Es evidente que los "pastores" que los asesinaron no les debían dinero y que actuaron por fanatismo religioso, y porque uno de sus principios era eliminar a los infieles y apoderarse de sus bienes. Pero a su ataque se sumaron de muy buen grado muchas gentes de los alrededores, sobre todo -como se observa por el número de encausados- de la vecina villa de Aínsa, donde habían pernoctado los "pastores" que llegaron a Monclús. Los judíos intentaron refugiarse en el castillo, pero tampoco allí encontraron protección. El alcalde de la fortaleza estaba ausente y los dos subordinados que debían custodiarla no movieron un dedo en su favor. Los tres fueron acusados por los hechos y los tres escaparon a Francia. Volvieron años más tarde y consiguieron evitar su condena. Riera da la lista de los lugares de procedencia de los encausados del país que acompañaron a los "pastores" en sus desmanes: veintiséis de Aínsa (al parecer, todos huyeron a Francia), diez de Puértolas, siete del propio Monclús, seis de Boltaña (uno, notario), cuatro de Olsón (uno, el alcalde), tres de Silves, Sieste y Espierlo (¿Espierba?), dos de Naval (uno, notario) y de Estaso (tal vez Ascaso), y uno de Troncedo (el alcalde), de Buil, de Arcusa y de Aineto. En la lista faltan eclesiásticos y militares, más que probables participantes en los hechos, que por pertenecer a jurisdicciones especiales no aparecen en los documentos estudiados. Todos consiguieron, de una manera u otra, evitar su condena física. Lo que a la corona le interesaba era cobrar fuertes multas o confiscar los bienes de los que huían o no podían pagar.

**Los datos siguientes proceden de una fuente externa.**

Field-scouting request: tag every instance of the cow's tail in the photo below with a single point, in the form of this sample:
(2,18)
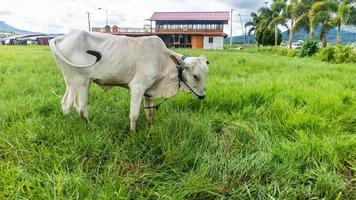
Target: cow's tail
(55,50)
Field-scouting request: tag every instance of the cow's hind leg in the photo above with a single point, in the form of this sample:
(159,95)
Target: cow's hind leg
(81,92)
(135,103)
(67,100)
(149,110)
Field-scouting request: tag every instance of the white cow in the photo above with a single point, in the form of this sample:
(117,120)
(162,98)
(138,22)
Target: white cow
(142,64)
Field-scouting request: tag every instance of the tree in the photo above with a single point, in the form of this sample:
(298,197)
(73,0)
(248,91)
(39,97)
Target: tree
(292,14)
(259,22)
(265,15)
(346,14)
(323,13)
(302,21)
(279,16)
(255,19)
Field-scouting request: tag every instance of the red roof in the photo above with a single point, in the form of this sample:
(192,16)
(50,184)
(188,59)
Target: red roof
(191,16)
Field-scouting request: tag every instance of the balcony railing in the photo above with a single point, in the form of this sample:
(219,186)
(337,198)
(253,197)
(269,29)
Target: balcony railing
(156,30)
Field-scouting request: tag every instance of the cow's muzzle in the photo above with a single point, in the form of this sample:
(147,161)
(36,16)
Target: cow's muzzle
(201,97)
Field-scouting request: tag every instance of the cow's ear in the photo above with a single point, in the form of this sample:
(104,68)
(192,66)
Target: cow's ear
(177,61)
(205,59)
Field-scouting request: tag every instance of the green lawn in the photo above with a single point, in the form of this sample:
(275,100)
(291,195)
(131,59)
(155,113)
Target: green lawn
(271,127)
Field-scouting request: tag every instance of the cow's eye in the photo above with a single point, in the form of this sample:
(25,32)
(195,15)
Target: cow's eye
(196,77)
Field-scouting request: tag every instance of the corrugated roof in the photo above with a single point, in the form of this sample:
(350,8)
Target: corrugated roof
(193,16)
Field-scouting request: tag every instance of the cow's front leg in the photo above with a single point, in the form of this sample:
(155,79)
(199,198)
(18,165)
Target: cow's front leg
(149,110)
(135,103)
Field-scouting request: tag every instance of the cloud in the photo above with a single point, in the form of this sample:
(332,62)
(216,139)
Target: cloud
(5,12)
(53,16)
(250,5)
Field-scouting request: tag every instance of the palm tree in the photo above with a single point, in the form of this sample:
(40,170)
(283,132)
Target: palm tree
(291,13)
(302,21)
(279,16)
(265,15)
(255,19)
(259,22)
(323,12)
(346,14)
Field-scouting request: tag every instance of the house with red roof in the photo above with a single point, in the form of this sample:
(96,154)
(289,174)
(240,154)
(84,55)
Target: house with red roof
(182,29)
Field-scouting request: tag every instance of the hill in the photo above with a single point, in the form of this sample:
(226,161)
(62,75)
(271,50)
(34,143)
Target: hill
(348,35)
(10,29)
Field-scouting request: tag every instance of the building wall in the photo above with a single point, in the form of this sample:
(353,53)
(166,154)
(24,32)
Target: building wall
(197,42)
(217,43)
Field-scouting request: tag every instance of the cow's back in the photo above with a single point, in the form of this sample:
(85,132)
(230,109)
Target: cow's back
(122,57)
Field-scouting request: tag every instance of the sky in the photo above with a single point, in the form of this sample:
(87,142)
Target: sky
(61,16)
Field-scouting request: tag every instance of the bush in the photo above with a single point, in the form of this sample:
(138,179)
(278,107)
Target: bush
(292,53)
(282,51)
(338,54)
(343,54)
(286,52)
(266,37)
(327,54)
(309,47)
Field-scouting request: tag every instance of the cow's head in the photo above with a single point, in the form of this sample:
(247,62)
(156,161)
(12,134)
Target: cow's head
(195,71)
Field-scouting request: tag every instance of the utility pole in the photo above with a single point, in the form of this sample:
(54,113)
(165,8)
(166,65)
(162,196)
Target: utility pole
(275,35)
(88,13)
(106,13)
(231,28)
(242,28)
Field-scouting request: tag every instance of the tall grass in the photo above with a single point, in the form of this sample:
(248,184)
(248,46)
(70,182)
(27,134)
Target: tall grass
(271,127)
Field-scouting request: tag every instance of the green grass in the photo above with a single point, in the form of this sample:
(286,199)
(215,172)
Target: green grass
(271,127)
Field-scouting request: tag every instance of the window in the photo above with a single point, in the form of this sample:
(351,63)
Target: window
(211,39)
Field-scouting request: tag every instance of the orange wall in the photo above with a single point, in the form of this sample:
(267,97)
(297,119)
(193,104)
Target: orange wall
(197,42)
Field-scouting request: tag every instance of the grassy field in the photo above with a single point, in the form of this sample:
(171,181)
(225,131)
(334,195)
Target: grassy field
(271,127)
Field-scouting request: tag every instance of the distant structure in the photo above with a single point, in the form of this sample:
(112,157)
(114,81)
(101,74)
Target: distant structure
(181,29)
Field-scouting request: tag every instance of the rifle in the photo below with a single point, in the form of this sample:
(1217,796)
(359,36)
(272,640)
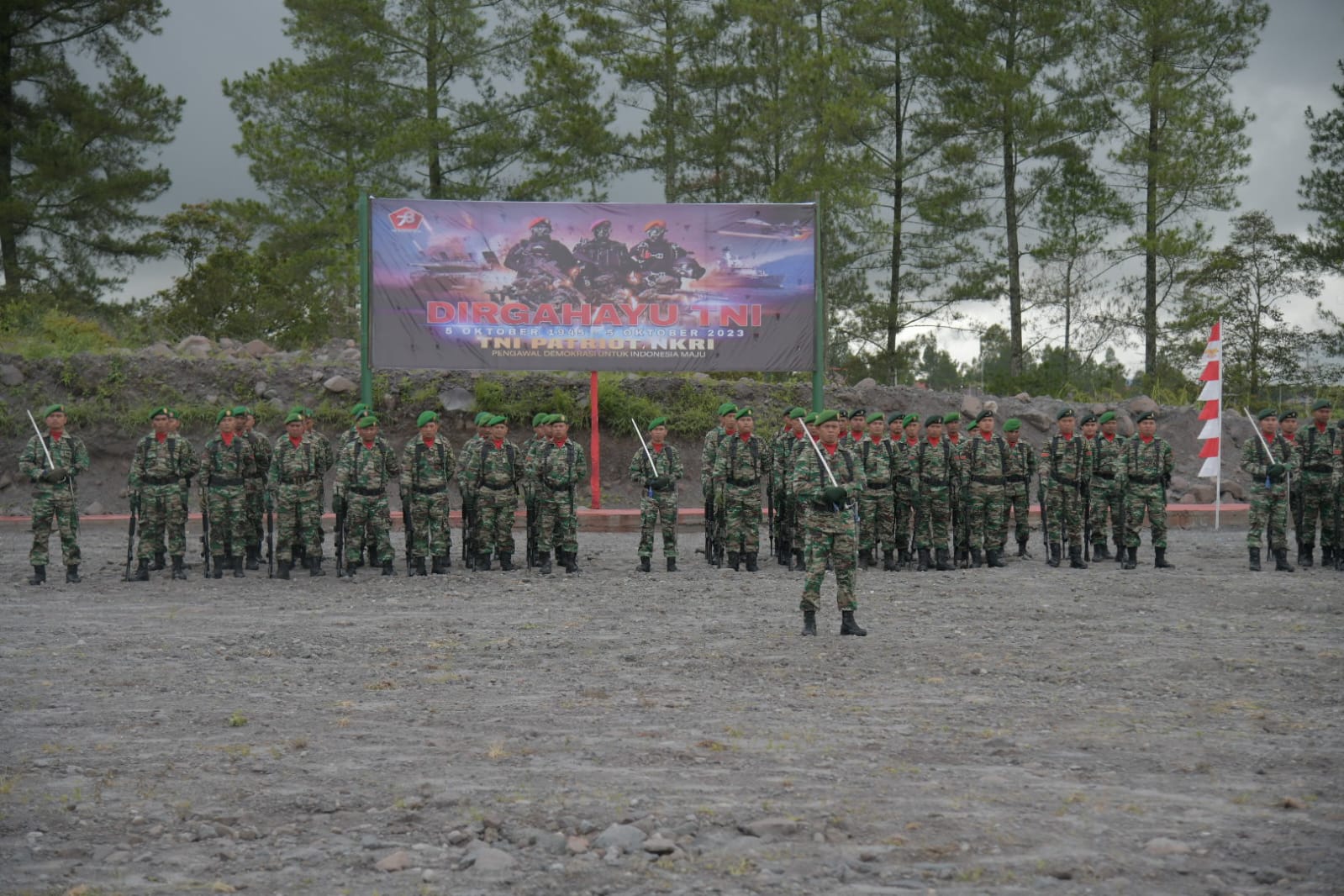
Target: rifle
(130,534)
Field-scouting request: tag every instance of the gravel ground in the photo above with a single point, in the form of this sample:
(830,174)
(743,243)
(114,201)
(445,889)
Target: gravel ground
(1011,731)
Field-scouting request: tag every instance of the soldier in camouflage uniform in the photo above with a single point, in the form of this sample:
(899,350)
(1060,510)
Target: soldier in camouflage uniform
(1146,472)
(877,503)
(226,464)
(657,498)
(935,467)
(161,464)
(365,467)
(296,465)
(830,521)
(984,472)
(741,465)
(1106,496)
(558,467)
(1269,473)
(54,492)
(428,466)
(1316,482)
(1065,472)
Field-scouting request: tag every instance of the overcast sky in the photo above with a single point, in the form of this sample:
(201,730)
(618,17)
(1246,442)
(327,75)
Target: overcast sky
(206,40)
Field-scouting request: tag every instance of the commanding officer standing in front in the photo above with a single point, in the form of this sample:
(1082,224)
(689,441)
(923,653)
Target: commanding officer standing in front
(54,492)
(830,525)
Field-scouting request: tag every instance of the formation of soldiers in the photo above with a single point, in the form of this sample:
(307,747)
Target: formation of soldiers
(918,492)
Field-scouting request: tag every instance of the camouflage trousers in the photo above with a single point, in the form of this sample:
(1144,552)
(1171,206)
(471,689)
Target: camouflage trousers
(742,519)
(298,521)
(877,519)
(935,518)
(1108,505)
(1269,509)
(60,505)
(1317,505)
(1137,500)
(495,511)
(163,512)
(1063,514)
(985,514)
(830,536)
(660,505)
(556,524)
(368,514)
(229,531)
(432,532)
(1018,503)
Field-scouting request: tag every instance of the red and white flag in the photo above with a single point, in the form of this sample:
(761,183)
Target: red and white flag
(1213,411)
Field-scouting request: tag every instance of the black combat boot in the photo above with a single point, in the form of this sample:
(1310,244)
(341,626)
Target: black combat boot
(848,625)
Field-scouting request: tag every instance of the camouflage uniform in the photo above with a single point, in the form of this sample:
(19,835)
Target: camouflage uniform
(984,473)
(877,501)
(157,472)
(361,478)
(54,500)
(558,471)
(830,530)
(224,472)
(426,472)
(294,476)
(741,464)
(657,504)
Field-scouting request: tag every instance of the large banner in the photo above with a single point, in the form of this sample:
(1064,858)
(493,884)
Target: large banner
(592,287)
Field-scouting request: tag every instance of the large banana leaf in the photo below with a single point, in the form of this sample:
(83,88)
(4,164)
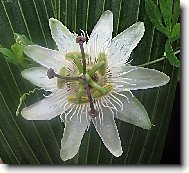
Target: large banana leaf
(38,142)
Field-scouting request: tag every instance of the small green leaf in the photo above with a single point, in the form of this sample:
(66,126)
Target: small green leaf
(22,39)
(176,12)
(175,33)
(9,56)
(166,10)
(155,16)
(170,55)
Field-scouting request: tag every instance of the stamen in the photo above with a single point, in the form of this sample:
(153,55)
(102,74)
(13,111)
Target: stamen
(93,113)
(51,74)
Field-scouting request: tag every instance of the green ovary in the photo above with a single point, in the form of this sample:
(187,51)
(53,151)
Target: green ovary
(95,77)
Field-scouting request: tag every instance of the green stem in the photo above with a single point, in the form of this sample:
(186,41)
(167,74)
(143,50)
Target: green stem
(95,68)
(157,60)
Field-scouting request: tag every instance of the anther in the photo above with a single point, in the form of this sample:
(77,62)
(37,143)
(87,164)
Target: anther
(93,113)
(51,73)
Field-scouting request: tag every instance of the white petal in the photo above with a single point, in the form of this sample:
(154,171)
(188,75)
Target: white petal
(65,40)
(45,109)
(73,134)
(108,132)
(134,78)
(38,76)
(46,57)
(124,43)
(101,35)
(133,111)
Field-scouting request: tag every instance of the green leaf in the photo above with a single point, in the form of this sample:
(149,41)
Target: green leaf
(22,39)
(166,10)
(38,142)
(9,56)
(176,12)
(170,55)
(175,33)
(155,16)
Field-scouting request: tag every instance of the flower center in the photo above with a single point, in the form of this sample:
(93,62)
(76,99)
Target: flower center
(95,76)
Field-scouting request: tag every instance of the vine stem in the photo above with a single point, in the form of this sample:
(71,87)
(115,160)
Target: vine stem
(157,60)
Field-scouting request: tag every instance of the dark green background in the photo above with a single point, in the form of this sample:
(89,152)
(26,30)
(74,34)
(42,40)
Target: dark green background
(27,142)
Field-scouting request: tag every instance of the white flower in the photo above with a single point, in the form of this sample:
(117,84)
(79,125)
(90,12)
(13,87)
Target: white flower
(111,81)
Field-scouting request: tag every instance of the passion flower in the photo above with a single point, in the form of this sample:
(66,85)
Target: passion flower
(90,81)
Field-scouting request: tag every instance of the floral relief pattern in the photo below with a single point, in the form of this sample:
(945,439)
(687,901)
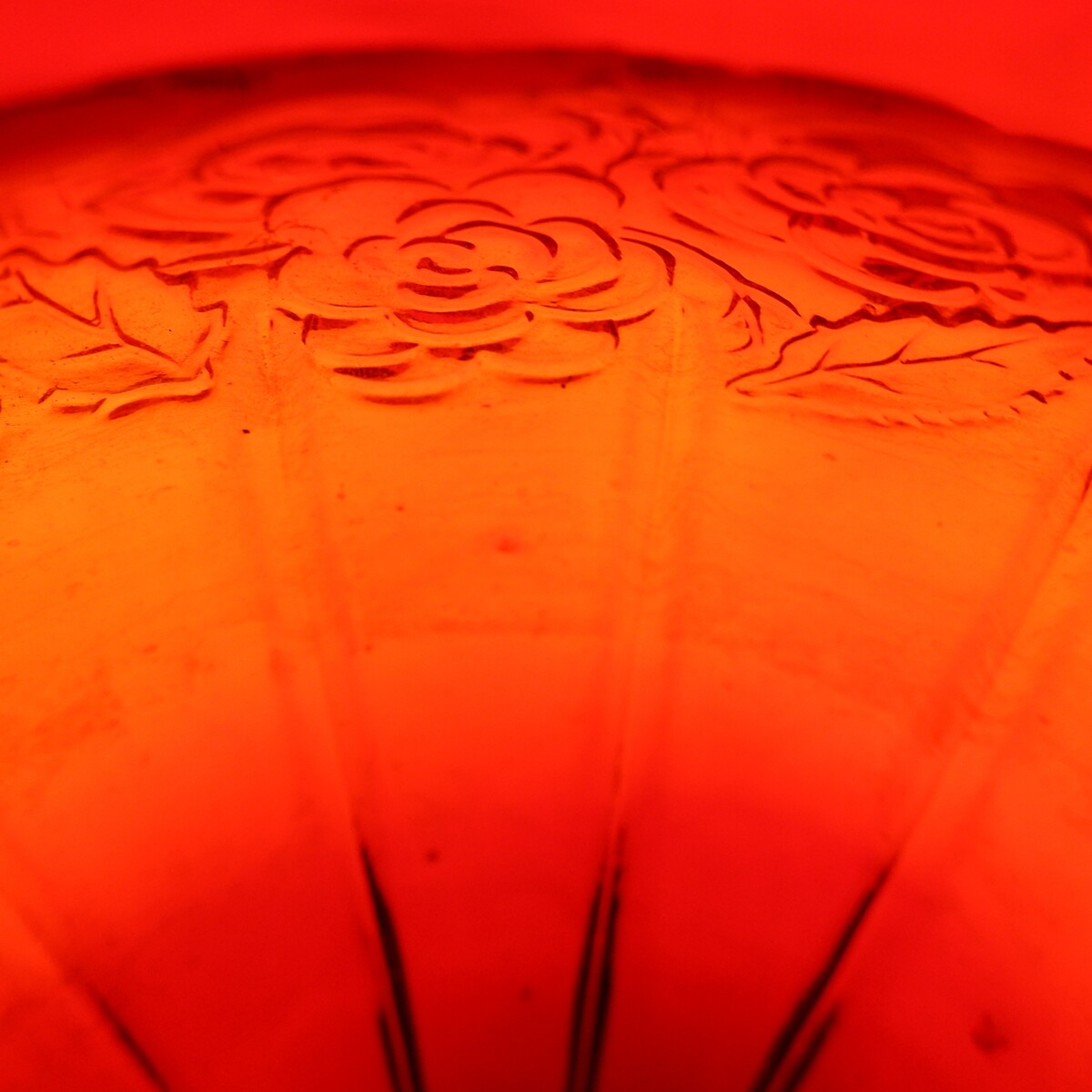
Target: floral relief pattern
(947,298)
(408,255)
(501,276)
(86,337)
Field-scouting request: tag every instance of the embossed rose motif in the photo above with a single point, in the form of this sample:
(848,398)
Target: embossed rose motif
(900,233)
(927,295)
(410,287)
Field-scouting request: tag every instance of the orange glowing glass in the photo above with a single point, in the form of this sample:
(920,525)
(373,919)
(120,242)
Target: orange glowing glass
(541,572)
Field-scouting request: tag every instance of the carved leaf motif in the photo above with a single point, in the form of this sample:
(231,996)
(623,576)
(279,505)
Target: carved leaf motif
(86,337)
(913,370)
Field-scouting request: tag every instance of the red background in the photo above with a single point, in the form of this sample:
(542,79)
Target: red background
(1022,66)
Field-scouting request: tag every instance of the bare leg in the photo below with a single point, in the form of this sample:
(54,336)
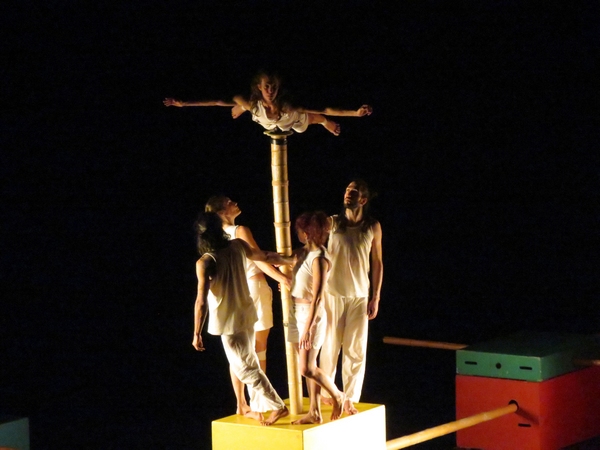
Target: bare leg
(238,388)
(349,407)
(314,410)
(275,416)
(308,361)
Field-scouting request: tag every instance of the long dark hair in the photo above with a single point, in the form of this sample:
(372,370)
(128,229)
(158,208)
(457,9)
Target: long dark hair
(314,225)
(210,235)
(216,203)
(341,220)
(255,95)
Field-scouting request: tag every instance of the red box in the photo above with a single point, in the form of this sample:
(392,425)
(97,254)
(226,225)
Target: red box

Judíos de Barbastro, Monzón y Lérida acudieron a Monclús a enterrar a los muertos y a tomar represalias. Al parecer destruyeron un puente, cortaron árboles e hicieron varios destrozos más. En Monclús quedaron algunos que habían escapado a la matanza y siguieron residiendo en el lugar. Los niños bautizados por la fuerza fueron considerados como cristianos por orden real. Tal vez se mantuviera allí una pequeña comunidad judía hasta su expulsión definitiva de 1492. Un tiempo después, también el pueblo que había vivido aquella terrible matanza desapareció del mapa para siempre.

NOTAS
(1) "Fam i fe (L'entrada dels pastorells)". Jaume Riera, Pagès editors, Lleida, 2004.
(2) "Historia de Aragón" . A. Ubieto Arteta, Anúbar Ediciones, Zaragoza,1981.
(3) "Torres y castillos del Alto Aragón". Adolfo Castán, Alto Aragón, Huesca, 2004
(4) Así, en "Historia del Alto Aragón". D. Buesa Conde, Editorial Pirineo, Huesca, 2000.
(5) "La judería de Huesca". A. Durán Gudiol, Guara Editorial, Huesca, 1984. Existe una pequeña monografía, en catalán, dedicada a la judería de Monclús: "Montclús: una aljama jueva a la capçelera del Cinca", J. Boix Pociello, en "Homenatge a J. Lladonosa", Barcelona, 1985.

Carlos Bravo Suárez
(Artículo publicado en Diario del Alto Aragón el 20 de marzo de 2005)
(Foto: El tozal de Monclús reflejado en el pantano de Mediano. Vista tomada desde el castillo de Samitier)

http://carlosbravosuarez.blogspot.com.es/2008/12/la-entrada-de-los-pastores-franceses-en.html

http://caminosdebarbastro.blogspot.com.es/2013/03/castillo-y-juderia-de-monclus.html

2 comentarios:

Guillermo dijo...

Espierlo, actualmente en ruinas, es una aldea (una casa) perteneciente al municipio de Boltaña. Se accede por la carretera de Boltaña a la nave por un desvío a la derecha antes de Campodarbe. Un saludo.
Guillermo

carlos bravo suarez dijo...

Gracias por tu aclaración, Guillermo. Me gustan mucho las fotos de tu blog. Un saludo muy cordial.